Marmalade and the “Ancient” Dilemma of the Left; or “What the Hell is Wrong with Left Intellectuals?”
Immanuel Wallerstein has a blog. That itself is a wonderful thing.
In one of his latest posts he talks about a debate among Leftist Brazilian intellectuals about Lula. Lula, the former union-leader and left wing dissident, has become quite a popular president, and successful by most standards, but this has caused a bit of anxiety among these intellectuals, who now worry that he has lost his Left credentials by governing in a pragmatic manner.
It is “the ancient dilemma of the Brazilian left–how to be both popular and on the left.”
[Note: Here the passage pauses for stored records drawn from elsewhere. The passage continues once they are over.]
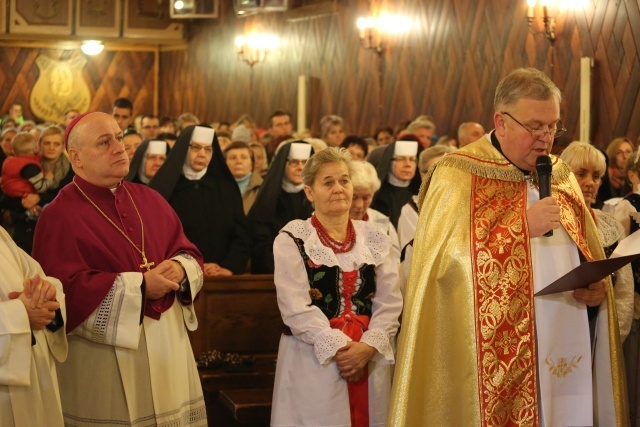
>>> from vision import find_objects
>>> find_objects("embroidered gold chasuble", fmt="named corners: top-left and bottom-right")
top-left (389, 137), bottom-right (627, 426)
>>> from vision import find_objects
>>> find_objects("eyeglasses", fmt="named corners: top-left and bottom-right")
top-left (287, 159), bottom-right (307, 167)
top-left (189, 144), bottom-right (213, 154)
top-left (502, 111), bottom-right (567, 139)
top-left (616, 150), bottom-right (633, 156)
top-left (391, 156), bottom-right (418, 163)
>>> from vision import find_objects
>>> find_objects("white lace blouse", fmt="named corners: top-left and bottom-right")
top-left (273, 219), bottom-right (402, 364)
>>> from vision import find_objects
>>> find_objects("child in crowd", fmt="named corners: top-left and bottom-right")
top-left (0, 132), bottom-right (53, 215)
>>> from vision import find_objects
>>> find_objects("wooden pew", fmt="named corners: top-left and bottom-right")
top-left (189, 274), bottom-right (282, 427)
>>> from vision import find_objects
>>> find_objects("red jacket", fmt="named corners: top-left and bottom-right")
top-left (0, 154), bottom-right (42, 197)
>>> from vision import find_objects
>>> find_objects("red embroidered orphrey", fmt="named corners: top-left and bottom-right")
top-left (311, 215), bottom-right (356, 254)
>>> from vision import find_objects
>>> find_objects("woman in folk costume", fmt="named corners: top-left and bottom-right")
top-left (124, 139), bottom-right (171, 185)
top-left (371, 141), bottom-right (421, 228)
top-left (271, 148), bottom-right (402, 426)
top-left (560, 141), bottom-right (633, 342)
top-left (248, 141), bottom-right (313, 274)
top-left (149, 126), bottom-right (251, 277)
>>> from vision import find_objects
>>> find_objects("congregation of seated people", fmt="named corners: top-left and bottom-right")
top-left (0, 84), bottom-right (640, 425)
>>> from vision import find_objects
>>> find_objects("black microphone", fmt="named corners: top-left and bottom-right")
top-left (536, 156), bottom-right (553, 237)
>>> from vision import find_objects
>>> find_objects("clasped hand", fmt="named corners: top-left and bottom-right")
top-left (204, 262), bottom-right (233, 277)
top-left (143, 259), bottom-right (185, 300)
top-left (573, 279), bottom-right (607, 307)
top-left (527, 197), bottom-right (560, 238)
top-left (333, 341), bottom-right (377, 381)
top-left (8, 274), bottom-right (60, 331)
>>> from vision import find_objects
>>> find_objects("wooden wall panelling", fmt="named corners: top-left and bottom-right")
top-left (75, 0), bottom-right (122, 38)
top-left (145, 0), bottom-right (640, 146)
top-left (9, 0), bottom-right (73, 35)
top-left (122, 0), bottom-right (183, 40)
top-left (0, 0), bottom-right (7, 34)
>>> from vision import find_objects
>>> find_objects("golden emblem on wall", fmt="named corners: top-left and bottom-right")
top-left (29, 55), bottom-right (91, 123)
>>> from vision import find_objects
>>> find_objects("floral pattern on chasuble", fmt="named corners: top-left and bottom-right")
top-left (470, 175), bottom-right (538, 426)
top-left (553, 184), bottom-right (593, 261)
top-left (283, 231), bottom-right (376, 319)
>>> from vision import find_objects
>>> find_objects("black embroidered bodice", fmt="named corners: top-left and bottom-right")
top-left (283, 231), bottom-right (376, 319)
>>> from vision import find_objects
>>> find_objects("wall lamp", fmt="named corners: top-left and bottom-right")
top-left (236, 33), bottom-right (280, 67)
top-left (356, 14), bottom-right (413, 55)
top-left (80, 40), bottom-right (104, 55)
top-left (527, 0), bottom-right (588, 44)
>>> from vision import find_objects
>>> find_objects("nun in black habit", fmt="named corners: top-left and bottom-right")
top-left (149, 126), bottom-right (251, 277)
top-left (124, 139), bottom-right (171, 185)
top-left (248, 141), bottom-right (313, 274)
top-left (371, 141), bottom-right (422, 229)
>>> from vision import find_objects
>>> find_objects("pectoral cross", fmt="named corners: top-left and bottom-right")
top-left (140, 254), bottom-right (156, 271)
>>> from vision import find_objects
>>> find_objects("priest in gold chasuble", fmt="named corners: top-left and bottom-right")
top-left (388, 68), bottom-right (628, 427)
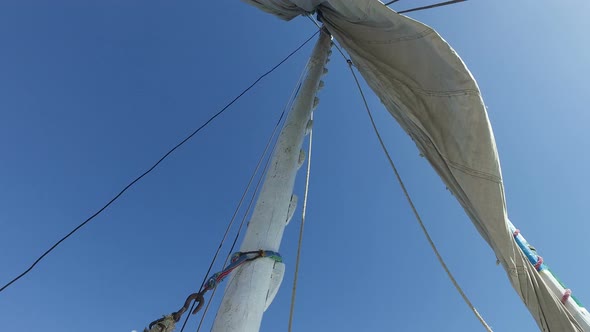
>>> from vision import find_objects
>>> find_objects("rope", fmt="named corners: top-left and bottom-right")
top-left (289, 112), bottom-right (313, 332)
top-left (180, 97), bottom-right (285, 332)
top-left (149, 250), bottom-right (283, 330)
top-left (0, 30), bottom-right (319, 292)
top-left (397, 0), bottom-right (467, 14)
top-left (347, 60), bottom-right (493, 332)
top-left (194, 53), bottom-right (314, 332)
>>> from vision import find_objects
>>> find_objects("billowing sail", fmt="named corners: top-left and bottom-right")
top-left (246, 0), bottom-right (583, 332)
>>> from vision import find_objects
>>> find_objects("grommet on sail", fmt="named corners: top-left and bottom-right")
top-left (236, 0), bottom-right (590, 331)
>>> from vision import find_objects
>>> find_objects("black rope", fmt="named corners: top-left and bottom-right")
top-left (383, 0), bottom-right (399, 6)
top-left (0, 31), bottom-right (319, 292)
top-left (180, 87), bottom-right (294, 332)
top-left (397, 0), bottom-right (467, 14)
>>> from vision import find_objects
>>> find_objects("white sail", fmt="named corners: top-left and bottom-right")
top-left (246, 0), bottom-right (583, 332)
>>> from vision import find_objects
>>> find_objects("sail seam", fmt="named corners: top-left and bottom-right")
top-left (347, 60), bottom-right (493, 332)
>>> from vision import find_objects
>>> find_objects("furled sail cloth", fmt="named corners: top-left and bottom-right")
top-left (244, 0), bottom-right (583, 332)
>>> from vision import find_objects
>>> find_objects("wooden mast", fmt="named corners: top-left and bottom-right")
top-left (213, 29), bottom-right (332, 332)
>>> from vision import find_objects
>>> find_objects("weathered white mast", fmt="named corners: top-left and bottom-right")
top-left (213, 29), bottom-right (331, 332)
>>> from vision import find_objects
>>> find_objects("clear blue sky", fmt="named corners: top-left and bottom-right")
top-left (0, 0), bottom-right (590, 332)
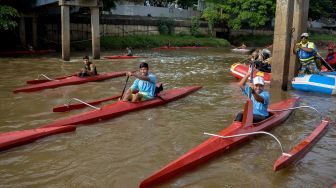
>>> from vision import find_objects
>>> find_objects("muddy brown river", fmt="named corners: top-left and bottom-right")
top-left (0, 49), bottom-right (336, 188)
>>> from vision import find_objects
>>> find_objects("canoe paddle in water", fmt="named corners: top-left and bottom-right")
top-left (26, 74), bottom-right (77, 84)
top-left (120, 76), bottom-right (129, 99)
top-left (248, 61), bottom-right (254, 99)
top-left (53, 95), bottom-right (121, 112)
top-left (316, 52), bottom-right (335, 72)
top-left (53, 76), bottom-right (129, 112)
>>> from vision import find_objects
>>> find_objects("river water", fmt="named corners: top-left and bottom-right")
top-left (0, 49), bottom-right (336, 188)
Oddly enough they all seem to generally acknowledge that Lula has gained popularity among the poor. So he has not sold out his base, and in fact it is his popularity among the “masses” that is itself evidence of his retreat from the “utopia of a democratic left.”
He has become, said one, “part of the ‘general marmalade’ of the Brazilian party system.” Delicious, one assumes, but not of the true Left.
I do understand the perception that mass popularity seems to somehow call into question whether any group or politician can be truly living up to its principles. This idea– that one must sell out to gain power is deeply engrained in our culture. We’ve all bought the Weberian definition of politician a bit too much.
But this seems like a much more recent dilemma of the Left, rather than an ancient one. There is a long tradition of Left thinkers/activists– Paine, Marx, Frederick Douglass, Debs, Jaures, Lenin, Gandhi, King, etc…– who saw little conflict between utopianism and fighting for meaningful political power. In fact they understood that a utopian vision was necessary for the Left to achieve political power, but that without the pragmatic exercise of political power utopianism is nothing but narcissism.
It seems relatively recently that we have lost the ability to imagine a true Left leader achieving political power and popularity; presumed an inherent conflict between popularity and principles.
Its partly a lack of imagination. As Zizek says, we can imagine global warming– the end of the world!— but when asked to imagine an alternative to the Washington Consensus we seem tongue-tied.
But its also a sign of the times: in the neoliberal counter-revolution of the last 40 years, Left intellectuals have internalized the idea of their own unpopularity. Worse, they have embraced it, turning their unpopularity and alienation into a sign of righteousness and purity, like some weird medieval flagellant.
I also blame Foucault, though I’m not exactly sure I can articulate why. I think I just blame all of the Left’s problems on him.
Update: I should have been more clear that Wallerstein himself does not appear to agree with these intellectuals he is quoting. He points out that the rise of Brazil under Lula has undermined US hegemony in Latin America, and that even Castro thinks he has been a force for good.